Ceiling Paint Calculator
A flat ceiling is the easiest area in the house to size — length × width, one coat for a refresh. The catch is texture: popcorn and knockdown ceilings drink far more paint, so set the coverage to match what is over your head.
A 12 × 15 ft ceiling is 180 sq ft and needs about 1 gallon. A flat ceiling is length × width; textured (popcorn/knockdown) ceilings drink more paint — drop the coverage toward 250–300 sq ft/gal.
Calculator inputs
Ceiling area is the same as floor area — length × width — so it is the one measurement you can often read straight off the plan. Where people go wrong is coats and coverage: a smooth ceiling in a matching flat white takes a single coat, but a texture, a color change, or a nicotine/water stain can double the paint.
Ceilings are almost always painted flat/matte to hide imperfections and kill glare. Confirm the sheen with the sheen & finish selector before you buy.
Formula
ceiling area = length × widthgallons = ceil( ceiling area × coats ÷ coverage per gallon )
Worked example
A 12 ft × 15 ft ceiling, one coat, 350 sq ft/gal:
- Area = 12 × 15 = 180 sq ft.
- Gallons = ceil(180 ÷ 350) = ceil(0.51) = 1 gallon.
If that ceiling is popcorn-textured, drop the coverage to ~275 sq ft/gal and plan two coats — now it is ceil(180 × 2 ÷ 275) = 2 gallons.
Texture and stains drive the count
What to check before you climb the ladder:
- Texture is the multiplier. Rough stipple has more surface than it looks — lower the coverage number rather than guessing.
- Stains need a primer, not extra coats. Water rings and smoke bleed through latex; hit them with a stain-blocking primer first (see prep & primer planning).
- One room at a time. Ceilings show lap marks — keep a wet edge and finish a whole ceiling before you break.
- Round up. Better a leftover quart than a half-painted ceiling and a store run mid-job.
Reference table
| Paint × surface | Coverage (sq ft/gal, one coat) |
|---|---|
| Smooth / previously-painted drywall (latex) | 350–400 |
| New / primed drywall | 300–350 |
| Textured or porous interior wall | 250–300 |
| Smooth wood / trim (enamel) | 350–400 |
| Bare / rough wood | 200–300 |
| Exterior lap / vinyl siding (smooth) | 300–400 |
| Stucco / rough masonry | 150–250 |
| Brick (unpainted) | 100–200 |
| Concrete / block | 200–300 |
| Deck / fence (semi-transparent stain) | 200–300 |
| Primer (drywall / general) | 200–300 |
Labeled published planning snapshot — the can’s stated spread rate wins.
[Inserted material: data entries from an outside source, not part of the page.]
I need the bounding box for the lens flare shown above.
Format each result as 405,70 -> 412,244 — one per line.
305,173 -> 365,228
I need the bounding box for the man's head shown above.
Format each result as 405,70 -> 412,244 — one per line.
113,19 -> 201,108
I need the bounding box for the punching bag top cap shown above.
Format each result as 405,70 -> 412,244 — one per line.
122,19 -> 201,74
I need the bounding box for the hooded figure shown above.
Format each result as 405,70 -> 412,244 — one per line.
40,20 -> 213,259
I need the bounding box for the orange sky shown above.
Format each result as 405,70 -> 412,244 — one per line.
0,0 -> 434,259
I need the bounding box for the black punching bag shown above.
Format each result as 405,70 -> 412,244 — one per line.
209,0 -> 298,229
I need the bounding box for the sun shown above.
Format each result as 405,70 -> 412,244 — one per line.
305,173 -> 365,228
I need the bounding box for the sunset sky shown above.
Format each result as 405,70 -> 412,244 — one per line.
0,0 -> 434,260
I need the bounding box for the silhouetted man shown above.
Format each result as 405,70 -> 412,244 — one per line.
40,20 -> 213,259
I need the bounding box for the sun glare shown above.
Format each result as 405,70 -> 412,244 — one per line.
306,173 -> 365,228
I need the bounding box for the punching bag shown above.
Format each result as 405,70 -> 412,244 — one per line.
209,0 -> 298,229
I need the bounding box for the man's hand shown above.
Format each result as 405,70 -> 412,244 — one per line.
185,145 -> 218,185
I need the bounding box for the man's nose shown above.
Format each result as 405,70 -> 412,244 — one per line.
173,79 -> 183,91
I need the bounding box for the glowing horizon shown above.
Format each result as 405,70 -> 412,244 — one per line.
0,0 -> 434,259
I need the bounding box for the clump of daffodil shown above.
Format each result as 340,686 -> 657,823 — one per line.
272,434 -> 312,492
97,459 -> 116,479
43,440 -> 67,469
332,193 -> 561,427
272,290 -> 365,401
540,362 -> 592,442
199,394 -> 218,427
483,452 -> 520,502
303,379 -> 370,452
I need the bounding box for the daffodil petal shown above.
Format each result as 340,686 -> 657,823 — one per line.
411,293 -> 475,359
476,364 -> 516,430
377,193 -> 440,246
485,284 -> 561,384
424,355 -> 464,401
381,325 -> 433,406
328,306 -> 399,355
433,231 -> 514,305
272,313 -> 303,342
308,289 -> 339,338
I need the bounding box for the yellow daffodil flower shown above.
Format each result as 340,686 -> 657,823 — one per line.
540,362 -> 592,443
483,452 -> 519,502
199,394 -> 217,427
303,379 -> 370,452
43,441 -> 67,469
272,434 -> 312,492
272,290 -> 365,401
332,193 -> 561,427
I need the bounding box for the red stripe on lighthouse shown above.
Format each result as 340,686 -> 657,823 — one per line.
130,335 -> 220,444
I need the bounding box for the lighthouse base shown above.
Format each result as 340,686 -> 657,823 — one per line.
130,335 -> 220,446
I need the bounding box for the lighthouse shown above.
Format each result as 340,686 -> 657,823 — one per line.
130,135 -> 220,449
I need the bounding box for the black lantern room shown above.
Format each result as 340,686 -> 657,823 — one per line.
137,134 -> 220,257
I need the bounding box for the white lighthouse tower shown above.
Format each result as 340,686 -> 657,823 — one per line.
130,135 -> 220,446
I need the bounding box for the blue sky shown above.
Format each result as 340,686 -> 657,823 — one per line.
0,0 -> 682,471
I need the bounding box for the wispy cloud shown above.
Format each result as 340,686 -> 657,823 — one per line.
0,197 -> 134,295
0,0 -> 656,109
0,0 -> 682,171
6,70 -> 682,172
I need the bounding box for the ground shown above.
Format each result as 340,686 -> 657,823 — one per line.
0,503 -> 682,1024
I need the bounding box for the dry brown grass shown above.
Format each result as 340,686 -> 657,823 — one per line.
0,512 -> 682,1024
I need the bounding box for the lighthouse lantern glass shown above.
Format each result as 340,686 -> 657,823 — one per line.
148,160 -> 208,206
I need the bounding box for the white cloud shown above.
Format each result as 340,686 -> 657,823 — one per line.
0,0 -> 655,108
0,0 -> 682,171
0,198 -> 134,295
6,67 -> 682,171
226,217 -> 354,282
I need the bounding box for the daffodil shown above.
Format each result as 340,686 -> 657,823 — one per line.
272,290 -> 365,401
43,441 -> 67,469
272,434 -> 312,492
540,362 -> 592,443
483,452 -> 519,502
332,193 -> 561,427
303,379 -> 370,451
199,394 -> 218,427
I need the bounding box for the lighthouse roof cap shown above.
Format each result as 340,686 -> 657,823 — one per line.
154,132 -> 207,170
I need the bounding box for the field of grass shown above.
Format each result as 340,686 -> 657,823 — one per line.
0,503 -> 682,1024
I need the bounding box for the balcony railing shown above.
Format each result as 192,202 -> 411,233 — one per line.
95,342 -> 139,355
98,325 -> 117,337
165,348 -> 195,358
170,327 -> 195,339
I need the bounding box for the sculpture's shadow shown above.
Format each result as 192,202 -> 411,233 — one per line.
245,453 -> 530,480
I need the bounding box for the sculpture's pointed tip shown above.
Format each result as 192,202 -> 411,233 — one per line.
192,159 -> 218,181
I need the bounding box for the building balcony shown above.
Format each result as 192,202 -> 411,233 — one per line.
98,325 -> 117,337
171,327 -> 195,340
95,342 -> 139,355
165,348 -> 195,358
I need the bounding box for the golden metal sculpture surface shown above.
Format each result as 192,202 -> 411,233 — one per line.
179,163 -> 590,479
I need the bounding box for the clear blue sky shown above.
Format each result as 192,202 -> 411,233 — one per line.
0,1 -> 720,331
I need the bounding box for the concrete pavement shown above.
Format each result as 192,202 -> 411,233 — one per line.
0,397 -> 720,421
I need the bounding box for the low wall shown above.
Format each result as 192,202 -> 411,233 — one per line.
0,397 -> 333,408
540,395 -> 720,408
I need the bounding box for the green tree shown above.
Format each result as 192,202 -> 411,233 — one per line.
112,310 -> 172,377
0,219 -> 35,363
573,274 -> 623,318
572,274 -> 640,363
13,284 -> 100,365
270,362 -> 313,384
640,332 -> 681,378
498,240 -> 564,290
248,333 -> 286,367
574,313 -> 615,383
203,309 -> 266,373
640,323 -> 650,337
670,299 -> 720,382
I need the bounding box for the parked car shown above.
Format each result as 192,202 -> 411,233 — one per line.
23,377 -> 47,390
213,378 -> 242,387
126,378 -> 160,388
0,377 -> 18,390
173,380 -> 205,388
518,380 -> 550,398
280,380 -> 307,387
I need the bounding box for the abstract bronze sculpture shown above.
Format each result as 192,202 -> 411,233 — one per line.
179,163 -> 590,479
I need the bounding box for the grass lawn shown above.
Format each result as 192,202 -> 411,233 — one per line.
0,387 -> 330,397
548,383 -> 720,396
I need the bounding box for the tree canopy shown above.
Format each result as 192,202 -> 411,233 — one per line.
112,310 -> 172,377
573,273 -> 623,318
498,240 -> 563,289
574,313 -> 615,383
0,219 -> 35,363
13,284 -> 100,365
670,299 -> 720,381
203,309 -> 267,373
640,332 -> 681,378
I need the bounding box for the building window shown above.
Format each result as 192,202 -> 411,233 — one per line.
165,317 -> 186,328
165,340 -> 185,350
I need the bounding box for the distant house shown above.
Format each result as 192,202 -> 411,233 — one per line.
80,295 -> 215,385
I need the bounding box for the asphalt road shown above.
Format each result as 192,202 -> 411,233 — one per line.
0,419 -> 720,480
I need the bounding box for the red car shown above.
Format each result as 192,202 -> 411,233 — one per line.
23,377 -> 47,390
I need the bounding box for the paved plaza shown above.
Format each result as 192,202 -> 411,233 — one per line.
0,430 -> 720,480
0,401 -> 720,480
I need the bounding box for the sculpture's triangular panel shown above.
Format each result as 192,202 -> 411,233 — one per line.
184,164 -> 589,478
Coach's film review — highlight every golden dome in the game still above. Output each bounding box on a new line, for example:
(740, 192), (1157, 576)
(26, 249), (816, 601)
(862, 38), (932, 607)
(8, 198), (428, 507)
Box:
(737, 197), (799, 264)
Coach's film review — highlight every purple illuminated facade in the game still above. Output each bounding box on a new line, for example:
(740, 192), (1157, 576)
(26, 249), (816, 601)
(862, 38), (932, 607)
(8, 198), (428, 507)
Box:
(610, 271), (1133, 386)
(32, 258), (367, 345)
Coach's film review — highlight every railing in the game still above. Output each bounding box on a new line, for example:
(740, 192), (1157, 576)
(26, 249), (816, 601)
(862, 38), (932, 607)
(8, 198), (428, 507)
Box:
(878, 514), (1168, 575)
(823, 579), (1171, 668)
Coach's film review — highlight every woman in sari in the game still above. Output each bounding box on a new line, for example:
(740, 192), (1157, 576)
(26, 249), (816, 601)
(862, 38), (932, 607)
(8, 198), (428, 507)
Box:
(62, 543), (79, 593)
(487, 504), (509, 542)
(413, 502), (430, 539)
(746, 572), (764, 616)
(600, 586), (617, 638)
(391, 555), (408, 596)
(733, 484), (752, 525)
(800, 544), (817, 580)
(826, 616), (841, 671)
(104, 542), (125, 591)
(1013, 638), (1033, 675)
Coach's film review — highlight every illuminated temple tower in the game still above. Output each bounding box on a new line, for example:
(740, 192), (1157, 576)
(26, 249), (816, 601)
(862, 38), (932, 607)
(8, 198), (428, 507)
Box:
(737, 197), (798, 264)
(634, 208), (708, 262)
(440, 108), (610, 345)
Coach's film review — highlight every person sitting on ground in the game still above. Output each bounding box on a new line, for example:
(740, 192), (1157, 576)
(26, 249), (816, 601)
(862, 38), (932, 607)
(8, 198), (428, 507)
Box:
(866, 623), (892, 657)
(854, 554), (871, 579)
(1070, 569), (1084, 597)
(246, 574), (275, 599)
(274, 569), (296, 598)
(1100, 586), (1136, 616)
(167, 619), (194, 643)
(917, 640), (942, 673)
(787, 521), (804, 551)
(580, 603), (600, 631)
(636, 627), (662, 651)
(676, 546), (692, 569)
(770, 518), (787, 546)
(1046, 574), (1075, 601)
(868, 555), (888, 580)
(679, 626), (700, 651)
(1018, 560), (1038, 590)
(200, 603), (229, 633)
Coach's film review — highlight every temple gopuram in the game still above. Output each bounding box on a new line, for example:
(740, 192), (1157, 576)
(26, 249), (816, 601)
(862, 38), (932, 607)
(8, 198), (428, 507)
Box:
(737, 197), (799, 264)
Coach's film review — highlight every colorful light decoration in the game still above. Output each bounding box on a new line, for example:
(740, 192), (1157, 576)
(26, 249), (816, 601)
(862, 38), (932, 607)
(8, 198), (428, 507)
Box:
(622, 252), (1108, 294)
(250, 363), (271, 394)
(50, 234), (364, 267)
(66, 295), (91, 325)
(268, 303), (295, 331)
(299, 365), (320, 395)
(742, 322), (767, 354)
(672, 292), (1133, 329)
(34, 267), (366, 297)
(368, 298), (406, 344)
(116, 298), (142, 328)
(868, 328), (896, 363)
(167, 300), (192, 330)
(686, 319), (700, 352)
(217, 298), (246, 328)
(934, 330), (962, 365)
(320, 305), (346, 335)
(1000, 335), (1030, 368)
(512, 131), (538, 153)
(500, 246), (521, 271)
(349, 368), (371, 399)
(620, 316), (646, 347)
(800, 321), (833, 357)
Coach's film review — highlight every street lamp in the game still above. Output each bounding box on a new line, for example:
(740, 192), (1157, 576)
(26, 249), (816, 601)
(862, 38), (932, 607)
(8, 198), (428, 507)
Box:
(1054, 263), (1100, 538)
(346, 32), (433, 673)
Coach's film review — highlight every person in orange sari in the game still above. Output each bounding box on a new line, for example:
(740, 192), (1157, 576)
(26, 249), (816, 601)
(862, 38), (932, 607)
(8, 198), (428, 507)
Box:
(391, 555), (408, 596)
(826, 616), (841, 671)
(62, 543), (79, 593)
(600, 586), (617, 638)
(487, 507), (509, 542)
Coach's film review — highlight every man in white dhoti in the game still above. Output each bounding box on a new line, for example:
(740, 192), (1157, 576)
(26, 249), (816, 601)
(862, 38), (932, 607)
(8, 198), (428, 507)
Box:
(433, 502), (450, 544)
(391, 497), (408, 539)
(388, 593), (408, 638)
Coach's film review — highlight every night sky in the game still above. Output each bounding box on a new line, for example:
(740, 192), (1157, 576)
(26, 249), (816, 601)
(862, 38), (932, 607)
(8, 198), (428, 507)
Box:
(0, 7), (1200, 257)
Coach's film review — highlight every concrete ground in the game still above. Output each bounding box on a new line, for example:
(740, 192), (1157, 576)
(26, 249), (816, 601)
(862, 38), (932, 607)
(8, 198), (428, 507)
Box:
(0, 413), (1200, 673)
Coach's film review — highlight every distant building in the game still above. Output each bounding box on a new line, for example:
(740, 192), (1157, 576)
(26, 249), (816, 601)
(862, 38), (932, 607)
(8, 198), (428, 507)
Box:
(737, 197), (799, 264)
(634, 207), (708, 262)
Rough, porous or thirsty surfaces sit at the low end; a big color change or a light coat pushes you toward the high end. Full matrix: paint coverage by surface.
Frequently asked questions
How much paint for a 12x15 ceiling?
The area is 180 sq ft, so a single coat at 350 sq ft/gal is 1 gallon. A textured ceiling at two coats and lower coverage can push that to 2 gallons.
Do textured ceilings need more paint?
Yes — popcorn, knockdown and heavy stipple have more real surface than a smooth ceiling, so they cover closer to 250–300 sq ft/gal and often need two coats. Set the coverage input accordingly.
What sheen should a ceiling be?
Flat or matte, almost always. Low sheen hides drywall seams and roller texture and stops glare from ceiling lights. See the sheen & finish selector.